Non-HIV Infected Individuals:

There is a theoretical risk that FUZEON use may lead to the production of anti-enfuvirtide antibodies which cross-react with HIV gp41. This could result in a false positive HIV test with an ELISA assay; a confirmatory western blot test would be expected to be negative. FUZEON has not been studied in non-HIV infected individuals.

Immune Reconstitution Syndrome:

Immune reconstitution syndrome has been reported in patients treated with combination antiretroviral therapy, including FUZEON. Autoimmune disorders (such as Graves’ disease, polymyositis, and Guillain-Barré syndrome) have also been reported to occur in the setting of immune reconstitution, however, the time to onset is more variable and can occur many months after initiation of treatment.
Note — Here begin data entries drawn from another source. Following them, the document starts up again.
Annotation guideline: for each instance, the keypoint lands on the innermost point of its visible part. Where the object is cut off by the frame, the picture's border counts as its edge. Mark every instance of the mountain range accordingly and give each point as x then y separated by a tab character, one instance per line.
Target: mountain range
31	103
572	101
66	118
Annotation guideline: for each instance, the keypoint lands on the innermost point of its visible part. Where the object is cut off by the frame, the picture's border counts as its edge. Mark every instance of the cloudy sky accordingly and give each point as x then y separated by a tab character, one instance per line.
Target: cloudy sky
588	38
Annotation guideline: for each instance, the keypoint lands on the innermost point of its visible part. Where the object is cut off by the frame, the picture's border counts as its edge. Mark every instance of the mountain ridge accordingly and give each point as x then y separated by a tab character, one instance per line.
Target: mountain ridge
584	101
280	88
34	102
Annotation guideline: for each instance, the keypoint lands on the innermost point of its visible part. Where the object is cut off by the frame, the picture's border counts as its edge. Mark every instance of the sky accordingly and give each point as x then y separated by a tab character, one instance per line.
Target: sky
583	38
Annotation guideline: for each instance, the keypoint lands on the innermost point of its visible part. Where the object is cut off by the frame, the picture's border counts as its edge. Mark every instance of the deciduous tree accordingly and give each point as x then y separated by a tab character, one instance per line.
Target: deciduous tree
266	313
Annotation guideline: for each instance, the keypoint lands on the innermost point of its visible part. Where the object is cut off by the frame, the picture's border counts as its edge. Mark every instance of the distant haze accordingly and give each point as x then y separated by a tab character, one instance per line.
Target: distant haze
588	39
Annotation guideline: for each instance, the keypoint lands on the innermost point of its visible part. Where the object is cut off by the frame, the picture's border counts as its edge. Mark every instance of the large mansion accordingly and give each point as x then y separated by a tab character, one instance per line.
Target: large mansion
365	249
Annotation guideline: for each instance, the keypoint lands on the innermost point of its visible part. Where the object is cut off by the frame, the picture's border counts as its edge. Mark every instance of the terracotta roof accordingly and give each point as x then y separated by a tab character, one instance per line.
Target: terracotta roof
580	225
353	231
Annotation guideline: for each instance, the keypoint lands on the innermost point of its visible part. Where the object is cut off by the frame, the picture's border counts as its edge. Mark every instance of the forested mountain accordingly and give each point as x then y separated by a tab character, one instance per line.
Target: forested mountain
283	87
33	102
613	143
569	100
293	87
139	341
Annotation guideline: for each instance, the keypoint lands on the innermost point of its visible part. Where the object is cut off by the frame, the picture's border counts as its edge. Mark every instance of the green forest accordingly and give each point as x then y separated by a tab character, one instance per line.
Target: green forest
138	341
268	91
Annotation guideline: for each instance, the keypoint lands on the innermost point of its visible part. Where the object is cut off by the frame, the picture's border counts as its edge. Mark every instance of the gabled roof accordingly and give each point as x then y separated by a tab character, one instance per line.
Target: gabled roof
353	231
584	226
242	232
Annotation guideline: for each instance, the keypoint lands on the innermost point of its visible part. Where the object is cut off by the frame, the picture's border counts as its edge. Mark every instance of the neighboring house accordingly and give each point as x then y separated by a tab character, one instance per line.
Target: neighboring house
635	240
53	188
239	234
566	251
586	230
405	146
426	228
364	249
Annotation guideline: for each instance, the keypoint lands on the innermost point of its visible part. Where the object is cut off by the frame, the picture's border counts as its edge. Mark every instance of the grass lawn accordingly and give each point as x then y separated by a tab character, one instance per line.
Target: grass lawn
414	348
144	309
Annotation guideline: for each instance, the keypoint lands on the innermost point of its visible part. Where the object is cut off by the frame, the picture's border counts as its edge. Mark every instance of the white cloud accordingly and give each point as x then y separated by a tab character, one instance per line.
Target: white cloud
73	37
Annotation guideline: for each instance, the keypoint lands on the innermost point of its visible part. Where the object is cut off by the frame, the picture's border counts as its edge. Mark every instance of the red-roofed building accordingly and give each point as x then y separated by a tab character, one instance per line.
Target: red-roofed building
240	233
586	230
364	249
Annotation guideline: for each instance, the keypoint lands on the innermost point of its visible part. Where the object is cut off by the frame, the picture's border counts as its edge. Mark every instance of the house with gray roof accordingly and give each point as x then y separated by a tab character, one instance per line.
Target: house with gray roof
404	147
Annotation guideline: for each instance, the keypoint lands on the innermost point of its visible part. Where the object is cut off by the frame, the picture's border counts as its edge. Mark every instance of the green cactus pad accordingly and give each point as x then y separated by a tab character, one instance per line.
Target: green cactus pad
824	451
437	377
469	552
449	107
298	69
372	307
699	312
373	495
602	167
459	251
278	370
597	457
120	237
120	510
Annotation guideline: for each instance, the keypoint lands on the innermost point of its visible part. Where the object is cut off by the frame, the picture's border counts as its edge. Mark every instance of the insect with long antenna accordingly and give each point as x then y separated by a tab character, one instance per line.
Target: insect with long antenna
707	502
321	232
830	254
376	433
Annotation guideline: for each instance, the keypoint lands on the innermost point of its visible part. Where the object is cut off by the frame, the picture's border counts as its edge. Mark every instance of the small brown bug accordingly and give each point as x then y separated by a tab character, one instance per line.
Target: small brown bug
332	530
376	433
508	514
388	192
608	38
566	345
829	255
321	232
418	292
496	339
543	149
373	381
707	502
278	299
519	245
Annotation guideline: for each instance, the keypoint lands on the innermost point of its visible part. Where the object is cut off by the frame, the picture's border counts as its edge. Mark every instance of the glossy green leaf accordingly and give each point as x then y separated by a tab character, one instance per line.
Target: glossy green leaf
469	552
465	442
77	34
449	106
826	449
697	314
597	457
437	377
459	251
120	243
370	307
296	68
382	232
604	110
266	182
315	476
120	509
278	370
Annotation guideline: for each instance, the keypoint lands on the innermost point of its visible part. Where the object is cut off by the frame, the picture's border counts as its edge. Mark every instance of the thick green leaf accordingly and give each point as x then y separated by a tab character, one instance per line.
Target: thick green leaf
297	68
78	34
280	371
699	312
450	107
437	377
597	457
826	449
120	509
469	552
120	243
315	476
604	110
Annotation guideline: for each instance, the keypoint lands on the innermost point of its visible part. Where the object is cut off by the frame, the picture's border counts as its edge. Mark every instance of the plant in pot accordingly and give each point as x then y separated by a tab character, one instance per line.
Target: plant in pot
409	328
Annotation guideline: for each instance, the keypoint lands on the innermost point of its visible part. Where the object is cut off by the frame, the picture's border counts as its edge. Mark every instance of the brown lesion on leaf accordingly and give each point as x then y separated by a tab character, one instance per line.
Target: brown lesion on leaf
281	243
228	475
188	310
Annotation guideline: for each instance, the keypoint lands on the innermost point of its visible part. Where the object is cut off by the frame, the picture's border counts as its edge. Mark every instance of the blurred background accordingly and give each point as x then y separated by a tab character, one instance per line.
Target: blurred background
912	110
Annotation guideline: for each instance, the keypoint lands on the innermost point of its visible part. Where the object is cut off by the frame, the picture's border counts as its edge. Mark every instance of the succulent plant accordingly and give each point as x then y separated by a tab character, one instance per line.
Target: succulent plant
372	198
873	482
Most Common Adverse Events:

Local Injection Site Reactions (ISRs)

In clinical trials, ISRs were the most frequently reported adverse event (98%) and occurred throughout treatment with FUZEON. Four percent of patients discontinued treatment because of ISRs. Signs/symptoms may include pain and discomfort, induration, erythema, nodules and cysts, pruritus,ecchymosis and infection. Eleven percent of patients had local reactions that required analgesics or limited usual activities.

Other Adverse Events:

Excluding ISRs, the events most frequently reported in patients receiving FUZEON plus a background regimen were diarrhea (38 per 100 patient-years, or 32%), nausea (27 per 100 patient-years, or 23%) and fatigue (24 per 100 patient-years, or 20%). These events were seen at a lower incidence than in patients receiving a background regimen without FUZEON: diarrhea (73 per 100 patient-years), nausea(50 per 100 patient-years) and fatigue (38 per 100 patient-years).

FUZEON is not a cure for HIV infection or AIDS, and patients may continue to experience illnesses associated with HIV-1 infection, including opportunistic infections. Patients should remain under the care of a physician when using FUZEON.